Os caminhoneiros frearam o país. Bruscamente. O desastre foi inevitável. O engavetamento em que todo o Brasil se meteu resultou em avarias ainda não precisamente avaliadas.Para muitos, no entanto, pareceu à primeira vista ser a oportunidade de o país retomar a rota da qual se desviou por força do golpe dos corruptos de 2016. Para outros, a chance de darmos ré até, pelo menos, o ano de 1964, com alguns militares mais afoitos já acenando com as baionetas pelo retrovisor.
O fato é que o país foi tomado de um misto de desespero e esperança – um e outra em doses excessivas. O que se viu, no entanto, foi uma sucessão de fatos hilários, que já descrevi na crônica “Febeapá Número 3” (publicada apenas no Facebook, nesta mesma página “Crônicas & Agudas”), um verdadeiro “festival de besteiras que assolam o país”, cuja sigla (“Febeapá”) dá nome a duas obras de Stanislaw Ponte Preta, pseudônimo do jornalista carioca Sérgio Porto, publicadas nos anos 70.
A manifestação dos caminhoneiros, por exemplo, jamais seria tolerada por um governo de militares. Seria reprimida duramente pelas forças policiais.
É um contrassenso manifestantes, que parecem prezar pelo direito de expressão, reivindicarem intervenção militar.
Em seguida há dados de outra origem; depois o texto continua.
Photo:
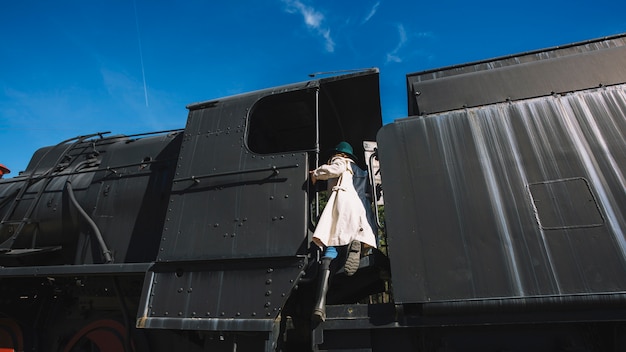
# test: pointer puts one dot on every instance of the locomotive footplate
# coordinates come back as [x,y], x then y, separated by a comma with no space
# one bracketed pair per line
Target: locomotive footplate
[245,294]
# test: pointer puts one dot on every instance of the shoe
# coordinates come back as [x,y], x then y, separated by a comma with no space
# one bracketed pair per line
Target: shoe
[319,316]
[354,257]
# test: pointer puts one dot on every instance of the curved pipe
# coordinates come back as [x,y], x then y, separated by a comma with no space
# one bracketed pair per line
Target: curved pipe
[105,251]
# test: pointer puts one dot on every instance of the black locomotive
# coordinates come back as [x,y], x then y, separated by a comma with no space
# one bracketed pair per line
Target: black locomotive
[503,225]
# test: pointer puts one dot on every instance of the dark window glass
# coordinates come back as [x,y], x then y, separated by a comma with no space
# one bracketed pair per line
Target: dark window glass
[282,123]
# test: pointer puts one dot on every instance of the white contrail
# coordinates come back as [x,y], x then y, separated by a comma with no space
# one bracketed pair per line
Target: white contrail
[143,72]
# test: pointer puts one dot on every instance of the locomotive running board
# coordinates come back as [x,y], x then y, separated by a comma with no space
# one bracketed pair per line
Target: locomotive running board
[243,294]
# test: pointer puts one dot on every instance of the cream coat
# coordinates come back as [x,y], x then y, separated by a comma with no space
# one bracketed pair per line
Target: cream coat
[344,218]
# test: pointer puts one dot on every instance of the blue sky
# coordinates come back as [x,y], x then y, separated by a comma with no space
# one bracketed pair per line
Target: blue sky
[70,67]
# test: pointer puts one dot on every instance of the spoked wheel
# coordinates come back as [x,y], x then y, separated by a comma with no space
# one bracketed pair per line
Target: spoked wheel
[100,335]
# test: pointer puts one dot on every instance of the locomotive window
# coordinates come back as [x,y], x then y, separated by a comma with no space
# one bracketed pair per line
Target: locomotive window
[283,122]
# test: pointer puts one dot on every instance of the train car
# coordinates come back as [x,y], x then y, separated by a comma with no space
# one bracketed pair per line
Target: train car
[501,226]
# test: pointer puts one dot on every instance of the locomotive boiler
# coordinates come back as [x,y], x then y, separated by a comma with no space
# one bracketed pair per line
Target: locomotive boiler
[500,201]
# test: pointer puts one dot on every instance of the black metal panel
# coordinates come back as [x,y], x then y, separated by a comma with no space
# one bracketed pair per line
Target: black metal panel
[121,183]
[510,200]
[233,295]
[228,202]
[558,70]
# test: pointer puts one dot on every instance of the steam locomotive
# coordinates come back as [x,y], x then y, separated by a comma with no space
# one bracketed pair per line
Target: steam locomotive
[501,205]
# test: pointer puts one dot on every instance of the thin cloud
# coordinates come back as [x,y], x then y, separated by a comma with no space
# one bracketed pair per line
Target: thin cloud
[371,13]
[393,56]
[313,19]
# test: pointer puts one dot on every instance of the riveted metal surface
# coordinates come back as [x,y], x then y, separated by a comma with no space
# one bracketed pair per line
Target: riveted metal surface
[228,295]
[515,199]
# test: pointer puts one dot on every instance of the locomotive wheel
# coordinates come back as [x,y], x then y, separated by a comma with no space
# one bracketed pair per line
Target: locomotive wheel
[100,335]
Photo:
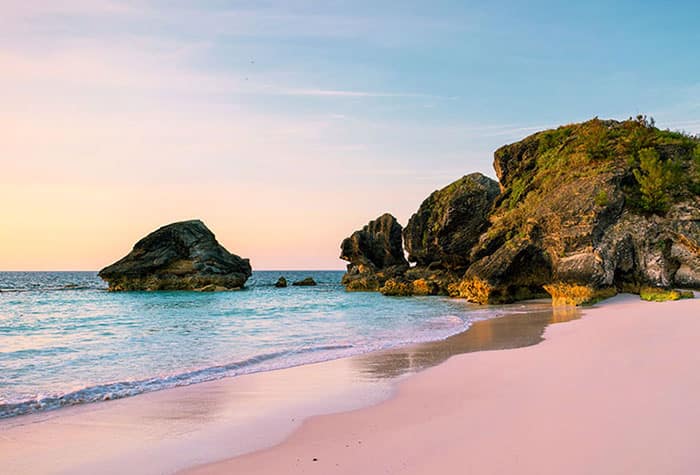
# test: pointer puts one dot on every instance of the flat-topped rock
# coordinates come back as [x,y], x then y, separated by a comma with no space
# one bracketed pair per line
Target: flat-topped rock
[179,256]
[306,282]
É algo tão surreal como um liberto clamar para ser escravizado, um pássaro implorar para que lhe cortem as asas, um leão pedir de joelhos para que o enjaulem num zoológico, um homem livre rogar que o mantenham encarcerado.
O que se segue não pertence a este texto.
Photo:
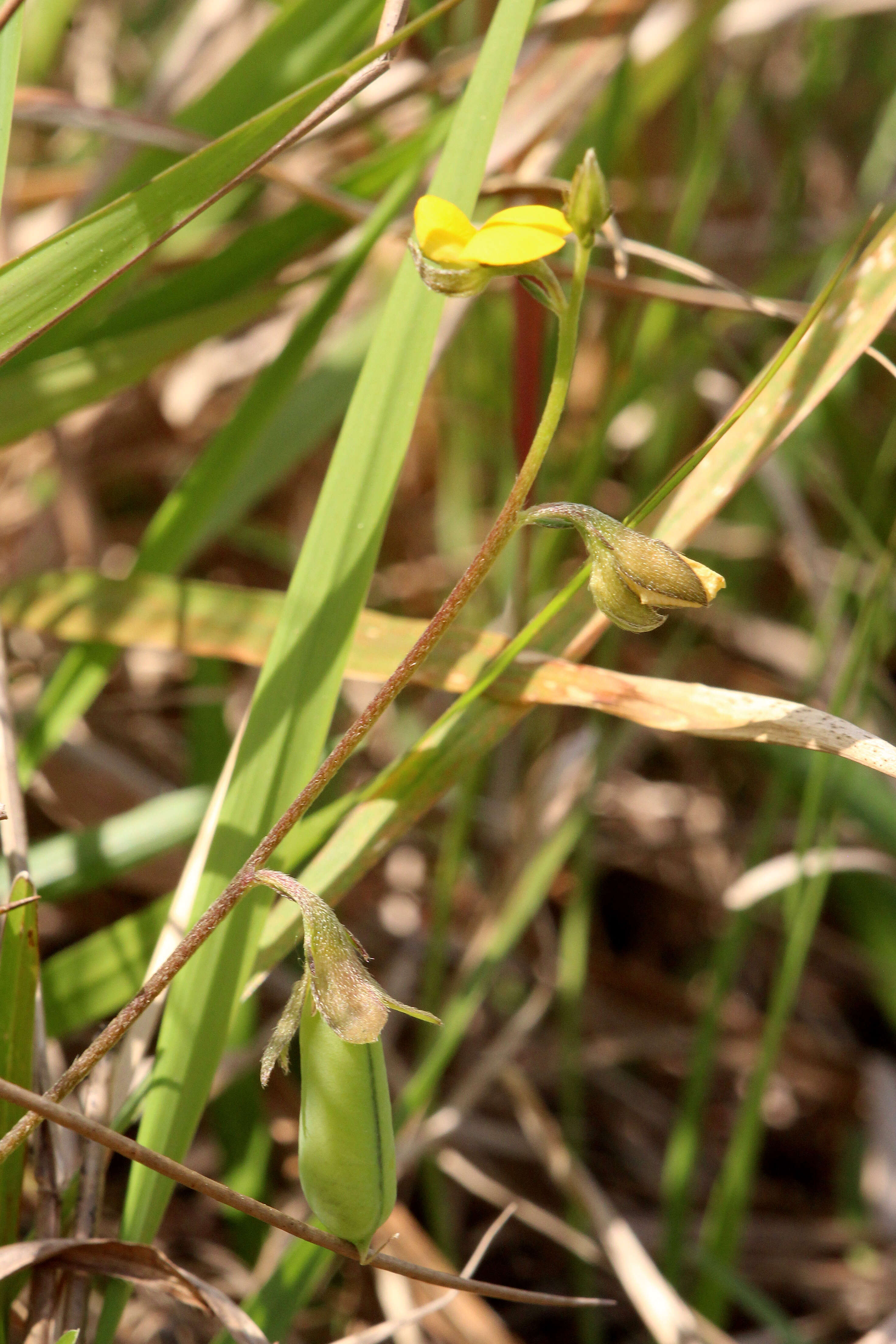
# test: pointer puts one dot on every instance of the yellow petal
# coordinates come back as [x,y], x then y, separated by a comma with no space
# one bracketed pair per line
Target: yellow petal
[511,245]
[539,217]
[441,230]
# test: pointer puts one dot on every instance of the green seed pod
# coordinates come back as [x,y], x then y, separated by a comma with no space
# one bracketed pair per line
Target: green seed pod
[346,1141]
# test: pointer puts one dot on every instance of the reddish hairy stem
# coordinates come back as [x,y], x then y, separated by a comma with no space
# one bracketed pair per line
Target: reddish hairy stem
[99,1134]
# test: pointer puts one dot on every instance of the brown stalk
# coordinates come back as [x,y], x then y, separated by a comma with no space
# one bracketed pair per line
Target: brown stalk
[238,886]
[136,1152]
[498,538]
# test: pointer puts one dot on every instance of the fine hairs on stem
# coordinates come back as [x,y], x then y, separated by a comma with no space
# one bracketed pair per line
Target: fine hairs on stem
[498,538]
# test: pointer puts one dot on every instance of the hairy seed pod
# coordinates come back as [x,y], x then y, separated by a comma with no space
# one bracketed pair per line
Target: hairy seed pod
[346,1141]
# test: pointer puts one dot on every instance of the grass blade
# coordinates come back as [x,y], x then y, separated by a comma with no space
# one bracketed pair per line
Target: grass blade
[310,650]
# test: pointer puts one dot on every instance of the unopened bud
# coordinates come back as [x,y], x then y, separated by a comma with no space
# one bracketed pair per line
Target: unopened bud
[457,281]
[343,991]
[634,578]
[588,201]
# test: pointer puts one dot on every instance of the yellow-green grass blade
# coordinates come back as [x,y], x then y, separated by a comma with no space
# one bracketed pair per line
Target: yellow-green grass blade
[18,986]
[300,682]
[75,862]
[301,43]
[859,308]
[47,389]
[95,978]
[523,902]
[237,468]
[10,49]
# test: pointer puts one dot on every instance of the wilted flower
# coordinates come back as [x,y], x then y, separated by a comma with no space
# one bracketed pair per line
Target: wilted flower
[343,991]
[634,578]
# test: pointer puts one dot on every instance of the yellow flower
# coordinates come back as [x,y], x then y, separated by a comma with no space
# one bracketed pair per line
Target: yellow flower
[511,238]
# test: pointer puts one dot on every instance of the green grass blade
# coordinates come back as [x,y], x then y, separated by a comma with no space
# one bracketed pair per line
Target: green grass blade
[38,288]
[78,861]
[95,978]
[237,468]
[236,460]
[300,682]
[524,901]
[18,987]
[301,1271]
[10,49]
[46,389]
[301,43]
Uma pessoa querida me enviou um vídeo em que um ator com cara de tiozão reaça bradava contra a classe política, contra suas “mordomias”, e convocava para um grande ato na avenida Paulista em favor dos caminhoneiros, coisa de “um milhão de pessoas”. Entusiasmada, ela dizia que deveríamos compartilhar o vídeo ao máximo.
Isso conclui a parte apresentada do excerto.